Last week, the Trump administration released its budget proposal for FY21, and, once again, it proposes shutting down the National Endowment for the Arts. This is the fourth year in a row that the administration has proposed eliminating the NEA and other cultural agencies. It's also the fourth year in a row that a bipartisan Congress has demonstrated its support for the NEA by increasing its budget. The recently passed federal budget gave the NEA and the National Endowment for the Humanities a $7.25 million increase each for FY20, bringing the funding of both to $162.25 million.


These increases would not be possible without the impact of collective action. At the 2020 TCG Gala: Our Stories, Jon Moscone, the chief producer for Yerba Buena Center for the Arts, offered these powerful words: 


“Everything we do, conscious or not, serves to advocate for one position or another...We advocate through silence and inaction just as powerfully as when we speak up and we do something.”


Thanks to all you who speak up for the arts as a critical part of your activism. It absolutely makes a difference, and we’re gearing up for more visits to Capitol Hill for Arts Advocacy Day. Email Laurie Baskin if you’d like to know more.


The importance of the NEA, as well as the range of philanthropic support for our theatre field, is never made more clear than when I travel to different communities around the U.S. to see the vibrancy of our theatre community first-hand. Late in January, I was honored to keynote the Shakespeare Theatre Association conference in Dallas, TX. Dallas Theater Center’s artistic director and TCG board member, Kevin Moriarty, introduced and engaged me in a robust Q+A after my presentation. I was able to share key findings from our most recent Theatre Facts report, as well as other observations on the state of the theatre field. The meeting was both edifying and fun, but more than anything, I left feeling renewed by the work that so many Shakespeare theatres are doing. Not only are they keeping the Bard’s work alive, but they are innovating around place, form, and community engagement practice. So many are also working to advance equity within their organizations and communities--and that includes STA itself. Thanks to Patrick Flick, STA’s executive director and to Raphael Parry of TCG Member Theatre, Shakespeare Dallas, for inviting me. While in Dallas, I also had the chance to attend a performance of To Be Young, Gifted, and Black at Jubilee Theatre and to sit down with TCG’s North Texas-based members and catch up on their artistic successes, as well as all of the challenges and inventive solutions associated with running a theatre today.Thanks again to Dallas Theater Center for hosting.      

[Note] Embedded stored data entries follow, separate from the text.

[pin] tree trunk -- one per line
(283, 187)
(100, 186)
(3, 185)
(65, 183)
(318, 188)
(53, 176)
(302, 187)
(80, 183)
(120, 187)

Of course, as a famous Shakespeare monologue begins, “all the world’s a stage.” Those words ring true in a literal sense when I travel across our borders to meet with theatre people from other countries. To that end, I am currently representing the U.S. Center of the International Theatre Institute at an Executive Council meeting in Fujairah, United Arab Emirates. TCG has been the U.S. Center of ITI for two decades, and, through our Global Theatre Initiative, now shares this role with the Laboratory for Global Performance and Politics at Georgetown School of Foreign Service. Whenever I travel beyond our borders, I am struck by how much we have in common, and that we are not, as the Bard also wrote, in As You Like It  “alone in our unhappiness.” Instead, we share hopes, dreams, artistic ambitions, community connections, political contexts, and, yes, our financial stresses and even days of triumph.


And because we are not alone..there will be much more to report soon!